Traditional showrooms have produced mixed results for remodelers. They're attractive because they provide a controlled environment for product selection. But for some companies, floor displays smack of shopping-center furniture stores. And that retail atmosphere runs counter to the luxury or high-design brand many upscale companies promote. Keeping displays updated is another challenge, as every new manufacturer release makes existing installations obsolete.
To upend this cost-benefit imbalance, a growing number of companies are updating the showroom concept, creating sleek, client-ready environments that offer the best of traditional showrooms without the sales floor feel.
San Diego design/build firm Marrokal Construction has two facilities: a corporate/construction headquarters and a separate Design Center that serves as the company's face. The Design Center is a working design office and conference space for meeting with clients — all design-related meetings after the initial in-home consultation are held there.
The facility includes several conference rooms, as well as product selection rooms, where materials are stored in custom Marrokal cabinetry and only displayed to clients as needed. Though the office is in a commercial building, Marrokal built it out with residential finishes. Archways, custom cabinets, and stone floors all serve to give clients confidence in the company's design skills and quality craftsmanship.
Still, says director of design John Davies, the Design Center retains the feel of a professional working environment. Deliberately placed windows allow clients to see Marrokal's design staff at work, reinforcing the idea that they are working professionals.
“The idea of the Design Center is to convey professional credibility,” Davies says. “It's not like a tile or carpet or flooring showroom where there are people walking in off the street looking at displays.”
Marrokal Construction doesn't entirely eschew the practice of displaying products or design possibilities. But whereas traditional showrooms rely on stand-alone vignettes, Marrokal's integrated mini-vignettes serve as talking points, Davies says, readily pointed out to clients.
EFFICIENT SELECTIONS Lee Kimball, a design/build company in Boston, also recently abandoned the traditional showroom after relying on it since the 1940s. For Lee Kimball, a drawback of the traditional showroom was that the myriad products on display too often distracted clients from the task at hand. The company's new Selection Center is a minimalist environment designed to put clients at ease and ready them for an efficient selection process.
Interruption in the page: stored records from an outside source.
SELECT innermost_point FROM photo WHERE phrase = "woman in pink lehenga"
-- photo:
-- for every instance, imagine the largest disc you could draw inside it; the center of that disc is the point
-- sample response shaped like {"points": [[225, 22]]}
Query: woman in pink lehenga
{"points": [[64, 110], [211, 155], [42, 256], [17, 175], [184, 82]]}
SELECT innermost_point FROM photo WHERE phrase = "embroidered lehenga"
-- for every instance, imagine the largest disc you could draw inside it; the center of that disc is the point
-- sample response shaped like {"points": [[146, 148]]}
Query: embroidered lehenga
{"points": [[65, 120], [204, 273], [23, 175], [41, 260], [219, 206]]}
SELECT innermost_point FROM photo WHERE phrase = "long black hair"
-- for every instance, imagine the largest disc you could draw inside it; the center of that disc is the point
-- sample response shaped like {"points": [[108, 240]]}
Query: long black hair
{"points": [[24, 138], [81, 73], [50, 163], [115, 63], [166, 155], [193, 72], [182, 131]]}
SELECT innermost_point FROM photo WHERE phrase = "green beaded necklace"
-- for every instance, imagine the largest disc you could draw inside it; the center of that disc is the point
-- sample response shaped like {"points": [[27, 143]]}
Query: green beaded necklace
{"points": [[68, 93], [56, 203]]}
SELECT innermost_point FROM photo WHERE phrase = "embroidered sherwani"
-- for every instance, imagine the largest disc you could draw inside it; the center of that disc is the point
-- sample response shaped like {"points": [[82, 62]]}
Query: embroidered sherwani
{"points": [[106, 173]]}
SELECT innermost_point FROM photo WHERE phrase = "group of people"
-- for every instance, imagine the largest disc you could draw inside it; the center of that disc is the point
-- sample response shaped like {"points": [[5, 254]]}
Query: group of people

Business manager Maureen White says the Selection Center is “Spartan and soothing. It's a comfortable place to be in.” She describes the aesthetic, which favors bare surfaces, clean lines, and light-toned finishes such as maple, as “kind of spa/industrial.”
The conference rooms maintain this clean, spare feel. Doing away with vignettes entirely, Lee Kimball keeps its product and material samples hidden away in drawers and cabinets. The minimalist environment, White says, “helps the client feel more focused. There's no clutter like you find in traditional showrooms.”
“When you enter the room,” says design director E.J. Krupinsky, “you don't see much of anything. There are no countertop displays, no granite, no quartz, no door hardware, everything is hidden. All you see is austere, minimalist cabinets around the room.” Designers limit the number of items presented to clients at any one time, making choices that reflect a winnowing process completed before the client arrives.
New technology also plays a role. To show clients appliances and built environments — or anything else that can't be stored in a drawer — there are touch-screen monitors on each conference table connected to a massive database of images. Using an application designed for professional photographers (Portfolio 8 by Extensis), Lee Kimball has indexed thousands of images to various search terms. Clients can call up images from any number of completed Lee Kimball projects, browsing through photographs of rooms; appliances; finishes for floors, countertops, and back-splashes; anything they might want to incorporate in the design of their project.
Putting all of this visual information at clients' fingertips, White says, allows clients to quickly familiarize themselves with Lee Kimball's design aesthetic. And it gives designers an insight into the client's tastes, too. “It helps give them a sense of what we're about and it helps us to understand what they're drawn to,” she says.
David Zuckerman is a freelance writer based in New York.